Leaders Can Help Members Experience Joy of Family History

Contributed By By R. Scott Lloyd, Church News staff writer

  • 23 March 2013

Elder Paul E. Koelliker named three things that priesthood leaders should focus on with regard to family history during a devotional in conjunction with RootsTech 2013 March 23.  Photo by R. Scott Lloyd.

Article Highlights

  • Elder Paul E. Koelliker spoke during a devotional to members with family history-related callings March 23 in conjunction with RootsTech 2013.
  • Priesthood leaders should help members identify and qualify their ancestors for temple ordinances, encourage the sharing of family stories, and organize stakes and wards to help more members experience the joy of family history.

Elder Paul E. Koelliker of the Seventy expressed that Church leaders’ “desire is to help faithful, temple attending members of the Church become awakened through the gifts of the Spirit to the full measure of the blessings to be found in loving and bringing their family names to the temple.”

Elder Koelliker, an Assistant Executive Director of the Family History Department, spoke March 23 during the RootsTech 2013 Family History and Technology Conference.

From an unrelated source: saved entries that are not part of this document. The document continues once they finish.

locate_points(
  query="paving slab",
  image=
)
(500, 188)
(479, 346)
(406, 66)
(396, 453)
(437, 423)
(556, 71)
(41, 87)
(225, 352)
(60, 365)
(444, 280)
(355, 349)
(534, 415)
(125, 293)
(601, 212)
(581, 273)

His address was part of a specialized training session for members of ward councils, except for Young Men and Young Women leaders, who received training in a separate concurrent session.

Elder Koelliker named three things that priesthood leaders should focus on with regard to family history: (1) to help members identify and qualify their ancestors for temple ordinances, (2) to encourage the telling of stories “to touch their hearts and awaken a desire to know their family,” and (3) to organize the work of stakes and wards to open the doors for more members to experience the joy of family history.

Elder Koelliker showed a brief video documenting the experience of an elders quorum president who lacked interest in family history. His stake president assigned him to have a family history experience.

He invited the ward family history consultant, who was only 17 years old, to come present a home evening lesson to his family. She led the young children in the family in putting on costumes and re-enacting the experience of their great-great-great-grandmother who, while living on the frontier, hid while Indians raided her house.

In the video, the family history consultant reflects that to fill that role, “you don’t need someone who has been a genealogist their whole life; you just need someone who is willing to learn and is able to get people excited.”

Reflecting on the experience of having his family learn about family history, the father said, “Now I’m invested. It’s more than just curiosity. I want to take these people to the temple.”

Elder Koelliker commented, “It doesn’t matter what the age of the consultant is. What matters is that the experience turns out to be positive.”

He observed that this consultant went to their home. “They had a word of prayer together, and she could see that this wasn’t going to work in a genealogical fashion. So she went immediately to the story and engaged the children in the story.

“Did you notice what happened at the end? Who was sitting at the computer? A 9-year-old sitting on his father’s lap, counting up the ‘greats’ for his great-great-great-grandfather.

“That’s part of the turning process, brothers and sisters, of getting the hearts where they need to be.”